The theme of satisfaction of one’s ambition leading to corruption is present in Act 1, Scene 5, lines 15-33 and can also be seen through the use of connotation. Lady Macbeth describes as someone who does, “holily” (Shakespeare, 1.5.20). The word “holily” has a positive connotation. By doing “holily”, he is virtuous, pure, serving God, and has morals (Encarta Dictionary). In order to satisfy his ambition, he must be involved with “metaphysical”, (1.5.32). This word has negative connotation because it is referring to the three witches that predicted Macbeth’s fate.

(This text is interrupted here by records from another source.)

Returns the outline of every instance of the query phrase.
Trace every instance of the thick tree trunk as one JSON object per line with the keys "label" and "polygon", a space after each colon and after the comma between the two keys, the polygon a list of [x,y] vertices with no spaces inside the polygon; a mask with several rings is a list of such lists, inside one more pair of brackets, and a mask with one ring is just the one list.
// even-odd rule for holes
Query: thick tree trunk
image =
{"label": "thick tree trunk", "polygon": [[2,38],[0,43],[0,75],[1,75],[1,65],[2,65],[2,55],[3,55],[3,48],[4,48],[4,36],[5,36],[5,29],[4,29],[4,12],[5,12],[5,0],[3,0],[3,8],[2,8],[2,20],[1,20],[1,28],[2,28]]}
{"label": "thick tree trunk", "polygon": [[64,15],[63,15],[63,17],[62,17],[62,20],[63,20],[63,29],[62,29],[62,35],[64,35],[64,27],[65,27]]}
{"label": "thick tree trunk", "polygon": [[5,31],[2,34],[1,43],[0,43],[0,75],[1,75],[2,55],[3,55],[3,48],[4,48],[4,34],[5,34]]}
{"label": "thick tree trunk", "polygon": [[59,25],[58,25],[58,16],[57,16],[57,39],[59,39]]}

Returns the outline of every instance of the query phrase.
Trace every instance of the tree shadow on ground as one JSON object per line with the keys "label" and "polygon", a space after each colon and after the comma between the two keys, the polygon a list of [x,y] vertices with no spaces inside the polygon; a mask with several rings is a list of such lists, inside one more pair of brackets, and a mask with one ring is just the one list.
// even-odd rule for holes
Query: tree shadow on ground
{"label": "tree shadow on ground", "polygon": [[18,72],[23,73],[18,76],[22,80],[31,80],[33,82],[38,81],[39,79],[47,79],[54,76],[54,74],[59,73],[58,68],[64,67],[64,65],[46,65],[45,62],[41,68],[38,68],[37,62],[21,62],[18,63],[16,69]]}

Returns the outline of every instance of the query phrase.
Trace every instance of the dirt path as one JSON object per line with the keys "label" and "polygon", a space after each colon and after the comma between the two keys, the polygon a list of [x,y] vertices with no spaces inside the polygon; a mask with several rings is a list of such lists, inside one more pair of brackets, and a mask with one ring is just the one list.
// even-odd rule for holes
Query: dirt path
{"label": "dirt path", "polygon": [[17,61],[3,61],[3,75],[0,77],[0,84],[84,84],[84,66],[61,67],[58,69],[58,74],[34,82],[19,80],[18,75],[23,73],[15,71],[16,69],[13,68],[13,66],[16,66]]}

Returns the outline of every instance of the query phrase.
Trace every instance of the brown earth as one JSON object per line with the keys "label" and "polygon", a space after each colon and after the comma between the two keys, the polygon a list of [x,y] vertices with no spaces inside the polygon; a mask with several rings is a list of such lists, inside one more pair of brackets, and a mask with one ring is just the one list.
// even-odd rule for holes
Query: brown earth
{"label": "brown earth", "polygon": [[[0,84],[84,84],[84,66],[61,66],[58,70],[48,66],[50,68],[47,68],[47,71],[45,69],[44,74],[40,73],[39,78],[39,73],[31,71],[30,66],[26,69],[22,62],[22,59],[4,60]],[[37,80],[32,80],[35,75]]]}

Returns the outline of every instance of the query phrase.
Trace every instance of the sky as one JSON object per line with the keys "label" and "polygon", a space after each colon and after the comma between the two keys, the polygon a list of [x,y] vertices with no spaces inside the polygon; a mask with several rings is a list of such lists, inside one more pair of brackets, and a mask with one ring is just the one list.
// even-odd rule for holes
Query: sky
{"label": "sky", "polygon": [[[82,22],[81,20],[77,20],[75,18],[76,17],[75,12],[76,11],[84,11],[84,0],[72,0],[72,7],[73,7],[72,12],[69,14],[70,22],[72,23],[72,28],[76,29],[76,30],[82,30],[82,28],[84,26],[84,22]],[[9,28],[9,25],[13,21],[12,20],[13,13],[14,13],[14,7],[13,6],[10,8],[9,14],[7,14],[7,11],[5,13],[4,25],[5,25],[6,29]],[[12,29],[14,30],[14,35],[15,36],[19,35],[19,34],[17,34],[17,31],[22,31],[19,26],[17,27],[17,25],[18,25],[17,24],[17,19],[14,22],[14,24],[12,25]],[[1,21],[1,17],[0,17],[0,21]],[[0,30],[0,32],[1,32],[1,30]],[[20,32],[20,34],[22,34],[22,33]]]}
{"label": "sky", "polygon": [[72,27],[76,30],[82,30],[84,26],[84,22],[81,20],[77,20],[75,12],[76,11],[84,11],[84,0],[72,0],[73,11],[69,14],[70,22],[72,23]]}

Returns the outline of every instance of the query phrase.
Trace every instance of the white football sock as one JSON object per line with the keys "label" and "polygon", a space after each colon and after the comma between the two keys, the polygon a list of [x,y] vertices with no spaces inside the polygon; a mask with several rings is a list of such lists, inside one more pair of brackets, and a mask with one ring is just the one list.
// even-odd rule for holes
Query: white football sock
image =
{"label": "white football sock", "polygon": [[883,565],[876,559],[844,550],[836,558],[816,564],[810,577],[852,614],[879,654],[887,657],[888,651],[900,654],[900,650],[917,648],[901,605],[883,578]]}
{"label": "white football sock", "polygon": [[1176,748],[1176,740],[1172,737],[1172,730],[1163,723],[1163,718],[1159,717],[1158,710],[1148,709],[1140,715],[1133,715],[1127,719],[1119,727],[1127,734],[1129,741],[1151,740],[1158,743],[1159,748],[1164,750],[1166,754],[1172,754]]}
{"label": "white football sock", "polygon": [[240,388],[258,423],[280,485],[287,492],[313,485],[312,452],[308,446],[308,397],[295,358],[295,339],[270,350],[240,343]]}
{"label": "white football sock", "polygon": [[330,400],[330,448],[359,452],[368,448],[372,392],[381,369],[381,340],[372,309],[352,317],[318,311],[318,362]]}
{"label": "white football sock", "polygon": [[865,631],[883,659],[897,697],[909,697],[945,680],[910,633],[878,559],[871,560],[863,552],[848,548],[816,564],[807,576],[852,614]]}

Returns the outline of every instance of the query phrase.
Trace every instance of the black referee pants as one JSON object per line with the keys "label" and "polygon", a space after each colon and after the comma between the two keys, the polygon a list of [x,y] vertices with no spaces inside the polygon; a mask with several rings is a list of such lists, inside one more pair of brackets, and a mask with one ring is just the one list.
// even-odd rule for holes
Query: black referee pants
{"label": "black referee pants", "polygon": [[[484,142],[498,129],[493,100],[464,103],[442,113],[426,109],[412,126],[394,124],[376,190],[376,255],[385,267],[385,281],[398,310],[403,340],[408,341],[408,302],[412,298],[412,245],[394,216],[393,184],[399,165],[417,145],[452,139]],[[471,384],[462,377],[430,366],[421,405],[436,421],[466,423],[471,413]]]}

These witches are related to Hecate, a goddess of witchcraft and evil (http://www.theoi.com). Since the three witches are working with the goddess of evil, their intentions are also evil. To satisfy his ambition, Macbeth must be involved with these evil beings. Macbeth will change from a person who does holily, pure, and does things related to God, to a person who is involved with evil beings. This illustrates the corruption of his soul. Therefore, Macbeth’s character change from being involved with God, and being pure to being involved with evil beings, displayed by connotation, the theme of satisfaction of an ambition leading to the corruption of the soul can easily be seen in Act 1, Scene 5, lines 15 – 33 of Macbeth.

In Macbeth, by William Shakespeare, the theme, satisfying one’s ambition can lead to corruption of the soul, is demonstrated in Act 1, Scene 5, lines 15 – 33 through metaphor, alliteration, and connotation. The main character Macbeth changes from being kind to ill. He also loses his honesty and becomes a cheater. Macbeth also becomes a person who served God to a person who is involved to evil beings. Therefore, the theme satisfying your ambition leading to the corruption of the soul is present in Act 1, Scene 5, lines 15 – 33 through metaphor, alliteration, and connotation.